Basta questa immagine per riportare l'attenzione su un modello di gestione basato sui fatti e sulla vicinanza alle persone.
Quando l'amministrazione Fiore di Lino era alla guida di Soveria, il Comune partecipava con tempestività ai bandi statali dedicati e, una volta intercettate le risorse ministeriali, le stanziava subito per la comunità, permettendo la realizzazione di centri estivi gratuiti in stretta collaborazione con le associazioni sportive e culturali locali.
Oggi lo scenario è purtroppo sotto gli occhi di tutti.
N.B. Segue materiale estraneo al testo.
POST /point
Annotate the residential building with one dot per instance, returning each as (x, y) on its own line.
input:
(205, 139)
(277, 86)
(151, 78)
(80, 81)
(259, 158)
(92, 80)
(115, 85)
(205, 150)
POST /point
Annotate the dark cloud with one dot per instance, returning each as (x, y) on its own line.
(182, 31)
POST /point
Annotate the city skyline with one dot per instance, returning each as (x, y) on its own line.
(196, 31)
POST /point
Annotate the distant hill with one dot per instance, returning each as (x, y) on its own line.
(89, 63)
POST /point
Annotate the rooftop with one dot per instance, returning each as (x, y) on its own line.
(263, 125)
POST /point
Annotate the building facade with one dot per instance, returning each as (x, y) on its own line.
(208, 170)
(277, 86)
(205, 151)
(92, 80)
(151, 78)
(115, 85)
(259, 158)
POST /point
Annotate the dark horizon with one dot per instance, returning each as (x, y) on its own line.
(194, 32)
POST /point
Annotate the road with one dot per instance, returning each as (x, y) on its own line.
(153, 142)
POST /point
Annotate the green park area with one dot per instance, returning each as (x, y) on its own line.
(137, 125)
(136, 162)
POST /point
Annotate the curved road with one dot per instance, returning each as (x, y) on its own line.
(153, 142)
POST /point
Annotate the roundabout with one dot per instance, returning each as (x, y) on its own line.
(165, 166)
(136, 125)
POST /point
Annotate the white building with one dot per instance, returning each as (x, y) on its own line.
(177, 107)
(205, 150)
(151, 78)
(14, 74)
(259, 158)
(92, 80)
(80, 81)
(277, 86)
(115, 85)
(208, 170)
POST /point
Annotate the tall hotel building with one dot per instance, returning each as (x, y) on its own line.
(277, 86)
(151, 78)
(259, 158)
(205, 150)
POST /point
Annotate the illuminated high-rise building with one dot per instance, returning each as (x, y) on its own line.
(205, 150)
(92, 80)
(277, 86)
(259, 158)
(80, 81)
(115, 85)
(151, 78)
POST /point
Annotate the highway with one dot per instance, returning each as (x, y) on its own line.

Guardando le nostre piazze in questa estate 2026 — segnata come non mai da un senso di desolazione e vuoto quotidiano —, si avverte una profonda mancanza di vita e aggregazione, dove le uniche rare occasioni di socialità nascono soltanto grazie al cuore e al volontariato delle realtà associative.
A questo quadro si aggiunge la totale mancanza delle attività estive dedicate ai ragazzi, lasciando i nostri bimbi e le famiglie senza un servizio fondamentale.
Che fine faranno, allora, le risorse destinate ai centri estivi?
Un'attenzione al tessuto sociale che l'attuale compagine di Uniti per Soveria sembra aver smarrito di fronte a una desolante apatia, al punto da farci chiedere se anche stavolta la comoda scusa sarà il dissesto finanziario.
Un pretesto che non reggerebbe affatto, trattandosi di fondi ministeriali vincolati e destinati esclusivamente ai nostri giovani, a dimostrazione di come la disponibilità delle risorse sia del tutto inutile senza la volontà, la sensibilità e la capacità politica di partecipare, intercettare i finanziamenti e metterli al servizio dei cittadini.